J’étais au supplice ; malheureusement l’étiquette ne me permettait pas de quitter la place où je me trouvais avant la fin du concert, qui recommença bientôt. Deux ou trois fois je regardai la princesse Amélie à la dérobée ; elle me sembla pensive et attristée ; mon cœur se serra ; je souffrais de la légère contrariété que je venais de lui causer involontairement, et que je croyais deviner. Sans doute le grand-duc lui avait demandé en plaisantant si elle me trouvait quelque ressemblance avec le portrait de son cousin des temps passés ; et, dans son ingénuité, elle se reprochait peut-être de n’avoir pas dit à son père qu’elle m’avait déjà reconnu. Le concert terminé, je suivis l’aide de camp de service ; il me conduisit auprès du grand-duc, qui voulut bien faire quelques pas au-devant de moi, me prit cordialement par le bras et dit à l’archiduchesse Sophie, en s’approchant d’elle :
 
– Je demande à Votre Altesse Impériale la permission de lui présenter mon cousin le prince Henri d’Herkaüsen-Oldenzaal.
 
– J’ai déjà vu le prince à Vienne, et je le retrouve ici avec plaisir, répondit l’archiduchesse, devant laquelle je m’inclinai profondément.
 
– Ma chère Amélie, reprit le prince en s’adressant à sa fille, je vous présente le prince Henri, votre cousin ; il est fils du prince Paul, l’un de mes plus vénérables amis, que je regrette bien de ne pas voir aujourd’hui à Gerolstein.
 
– Voudriez-vous, monsieur, faire savoir au prince Paul que je partage vivement les regrets de mon père, car je serai toujours bien heureuse de connaître ses amis, me répondit ma cousine avec une simplicité pleine de grâce…
 
Je n’avais jamais entendu le son de la voix de la princesse ; imaginez-vous, mon ami, le timbre le plus doux, le plus frais, le plus harmonieux, enfin un de ces accents qui font vibrer les cordes les plus délicates de l’âme.
 
– J’espère, mon cher Henri, que vous resterez quelque temps chez votre tante que j’aime, que je respecte comme ma mère, vous le savez, me dit le grand-duc avec bonté.
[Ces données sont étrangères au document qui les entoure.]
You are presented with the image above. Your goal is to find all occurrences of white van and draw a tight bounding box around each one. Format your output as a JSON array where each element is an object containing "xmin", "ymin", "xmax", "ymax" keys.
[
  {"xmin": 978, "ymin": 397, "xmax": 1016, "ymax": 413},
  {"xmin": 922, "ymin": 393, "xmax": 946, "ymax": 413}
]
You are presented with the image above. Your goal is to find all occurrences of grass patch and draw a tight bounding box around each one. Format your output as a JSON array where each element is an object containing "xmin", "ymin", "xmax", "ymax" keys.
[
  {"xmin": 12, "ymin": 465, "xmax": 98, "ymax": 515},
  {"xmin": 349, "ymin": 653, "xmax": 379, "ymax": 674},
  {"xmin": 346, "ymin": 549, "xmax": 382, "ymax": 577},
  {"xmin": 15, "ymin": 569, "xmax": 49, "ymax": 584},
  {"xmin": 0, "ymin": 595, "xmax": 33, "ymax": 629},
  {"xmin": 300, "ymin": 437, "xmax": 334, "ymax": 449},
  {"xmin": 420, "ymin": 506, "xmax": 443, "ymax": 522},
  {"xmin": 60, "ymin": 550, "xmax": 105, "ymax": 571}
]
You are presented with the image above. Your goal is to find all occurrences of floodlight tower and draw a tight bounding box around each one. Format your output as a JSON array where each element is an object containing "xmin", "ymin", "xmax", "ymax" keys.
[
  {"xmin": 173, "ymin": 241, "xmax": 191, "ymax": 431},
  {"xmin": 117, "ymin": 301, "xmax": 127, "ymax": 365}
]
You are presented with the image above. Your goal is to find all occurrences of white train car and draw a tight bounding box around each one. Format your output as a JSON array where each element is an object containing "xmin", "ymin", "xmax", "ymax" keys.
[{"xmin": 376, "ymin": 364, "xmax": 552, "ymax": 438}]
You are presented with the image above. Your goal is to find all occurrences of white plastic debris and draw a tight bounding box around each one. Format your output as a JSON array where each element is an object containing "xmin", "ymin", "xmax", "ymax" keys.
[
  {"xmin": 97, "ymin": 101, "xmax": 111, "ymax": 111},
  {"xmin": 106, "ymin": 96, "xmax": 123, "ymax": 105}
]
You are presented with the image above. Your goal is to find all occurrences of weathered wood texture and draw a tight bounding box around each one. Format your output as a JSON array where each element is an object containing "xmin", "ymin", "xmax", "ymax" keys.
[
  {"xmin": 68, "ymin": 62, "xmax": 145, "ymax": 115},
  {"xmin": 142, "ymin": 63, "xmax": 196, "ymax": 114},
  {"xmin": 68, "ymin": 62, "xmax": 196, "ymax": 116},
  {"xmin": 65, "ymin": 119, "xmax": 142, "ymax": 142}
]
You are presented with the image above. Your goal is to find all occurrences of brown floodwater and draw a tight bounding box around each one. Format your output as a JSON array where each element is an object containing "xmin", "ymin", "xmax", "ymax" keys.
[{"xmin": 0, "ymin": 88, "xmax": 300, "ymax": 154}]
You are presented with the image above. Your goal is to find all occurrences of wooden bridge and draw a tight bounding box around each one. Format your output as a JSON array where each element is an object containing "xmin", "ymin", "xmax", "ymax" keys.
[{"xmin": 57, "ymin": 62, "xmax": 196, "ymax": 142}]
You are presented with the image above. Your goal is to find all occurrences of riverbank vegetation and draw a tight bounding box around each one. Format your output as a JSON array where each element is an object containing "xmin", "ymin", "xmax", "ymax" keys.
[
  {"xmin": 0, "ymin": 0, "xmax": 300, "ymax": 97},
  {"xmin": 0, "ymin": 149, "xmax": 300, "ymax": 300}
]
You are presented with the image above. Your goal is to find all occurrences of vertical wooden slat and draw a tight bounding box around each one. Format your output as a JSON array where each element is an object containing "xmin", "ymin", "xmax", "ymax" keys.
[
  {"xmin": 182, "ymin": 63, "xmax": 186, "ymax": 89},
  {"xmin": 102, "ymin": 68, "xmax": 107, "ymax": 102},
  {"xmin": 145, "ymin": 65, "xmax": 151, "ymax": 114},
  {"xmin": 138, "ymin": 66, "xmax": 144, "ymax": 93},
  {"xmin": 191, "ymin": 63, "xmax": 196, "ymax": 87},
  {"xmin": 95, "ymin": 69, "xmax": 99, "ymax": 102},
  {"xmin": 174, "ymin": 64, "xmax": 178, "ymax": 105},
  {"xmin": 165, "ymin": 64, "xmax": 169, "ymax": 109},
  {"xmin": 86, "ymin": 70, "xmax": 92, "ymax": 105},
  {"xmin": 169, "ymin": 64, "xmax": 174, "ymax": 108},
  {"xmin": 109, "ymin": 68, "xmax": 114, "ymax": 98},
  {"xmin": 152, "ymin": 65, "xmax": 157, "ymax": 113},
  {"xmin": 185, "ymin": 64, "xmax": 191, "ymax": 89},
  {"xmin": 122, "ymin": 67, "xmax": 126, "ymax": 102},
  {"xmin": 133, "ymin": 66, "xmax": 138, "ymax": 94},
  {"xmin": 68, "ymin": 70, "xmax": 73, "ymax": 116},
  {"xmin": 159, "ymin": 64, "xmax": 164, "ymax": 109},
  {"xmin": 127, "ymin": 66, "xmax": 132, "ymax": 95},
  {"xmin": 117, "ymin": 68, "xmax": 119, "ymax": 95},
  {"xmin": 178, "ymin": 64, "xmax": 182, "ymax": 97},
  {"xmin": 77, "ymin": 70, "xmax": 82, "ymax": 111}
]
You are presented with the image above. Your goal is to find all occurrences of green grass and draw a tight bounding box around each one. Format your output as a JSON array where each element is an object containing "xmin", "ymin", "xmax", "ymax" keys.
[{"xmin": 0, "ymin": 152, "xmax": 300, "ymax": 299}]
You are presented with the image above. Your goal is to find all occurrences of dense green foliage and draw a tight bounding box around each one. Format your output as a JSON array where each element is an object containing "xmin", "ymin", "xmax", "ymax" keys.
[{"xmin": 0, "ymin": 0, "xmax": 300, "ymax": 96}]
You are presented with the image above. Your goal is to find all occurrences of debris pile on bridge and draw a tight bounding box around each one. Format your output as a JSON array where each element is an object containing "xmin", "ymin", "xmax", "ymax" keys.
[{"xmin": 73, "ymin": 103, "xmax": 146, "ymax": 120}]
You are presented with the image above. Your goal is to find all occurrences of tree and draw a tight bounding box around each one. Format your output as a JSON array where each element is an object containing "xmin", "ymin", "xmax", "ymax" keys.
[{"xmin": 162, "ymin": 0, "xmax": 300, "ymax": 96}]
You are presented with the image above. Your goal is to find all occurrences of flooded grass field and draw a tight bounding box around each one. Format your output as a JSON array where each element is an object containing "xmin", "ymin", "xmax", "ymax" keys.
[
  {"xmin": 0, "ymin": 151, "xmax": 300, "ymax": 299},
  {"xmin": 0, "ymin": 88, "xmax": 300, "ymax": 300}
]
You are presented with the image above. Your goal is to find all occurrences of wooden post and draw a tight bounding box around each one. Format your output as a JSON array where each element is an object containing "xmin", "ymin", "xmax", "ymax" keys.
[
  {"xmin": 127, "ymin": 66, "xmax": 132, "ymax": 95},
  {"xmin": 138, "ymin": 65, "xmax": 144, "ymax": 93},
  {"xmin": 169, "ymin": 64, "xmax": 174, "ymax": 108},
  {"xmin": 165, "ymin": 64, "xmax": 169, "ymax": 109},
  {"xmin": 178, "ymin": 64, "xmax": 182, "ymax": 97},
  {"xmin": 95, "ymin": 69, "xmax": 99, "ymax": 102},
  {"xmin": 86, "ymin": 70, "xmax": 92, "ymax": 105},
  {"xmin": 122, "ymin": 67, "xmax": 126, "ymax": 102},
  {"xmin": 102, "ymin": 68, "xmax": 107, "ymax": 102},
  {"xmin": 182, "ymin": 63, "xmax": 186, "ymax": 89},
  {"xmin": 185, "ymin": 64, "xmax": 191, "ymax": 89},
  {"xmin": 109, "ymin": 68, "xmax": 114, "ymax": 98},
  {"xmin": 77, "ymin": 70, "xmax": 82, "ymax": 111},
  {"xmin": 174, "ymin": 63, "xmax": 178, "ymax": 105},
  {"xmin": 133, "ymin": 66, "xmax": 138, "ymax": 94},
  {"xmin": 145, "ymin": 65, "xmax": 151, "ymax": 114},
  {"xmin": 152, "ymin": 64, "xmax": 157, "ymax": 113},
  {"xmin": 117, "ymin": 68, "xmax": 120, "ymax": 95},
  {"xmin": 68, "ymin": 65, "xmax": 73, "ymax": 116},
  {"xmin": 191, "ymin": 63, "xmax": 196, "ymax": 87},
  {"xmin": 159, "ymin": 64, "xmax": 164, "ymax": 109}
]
Venez souvent nous voir en famille, à la fin de la matinée, sur les trois heures : si nous sortons, vous partagerez notre promenade ; vous savez que je vous ai toujours aimé, parce que vous êtes un des plus nobles cœurs que je connaisse.
 
– Je ne sais comment exprimer à Votre Altesse Royale ma reconnaissance pour le bienveillant accueil qu’elle daigne me faire.
 
– Eh bien ! pour me prouver votre reconnaissance, dit le prince en souriant, invitez votre cousine pour la deuxième contredanse, car la première appartient de droit à l’archiduc…
 
– Votre Altesse voudra-t-elle m’accorder cette grâce ?… dis-je à la princesse Amélie en m’inclinant devant elle.
 
– Appelez-vous simplement cousin et cousine, selon la bonne vieille coutume allemande, dit gaiement le grand-duc ; le cérémonial ne convient pas entre parents.
 
– Ma cousine me fera-t-elle l’honneur de danser cette contredanse avec moi ?
 
– Oui, mon cousin, me répondit la princesse Amélie.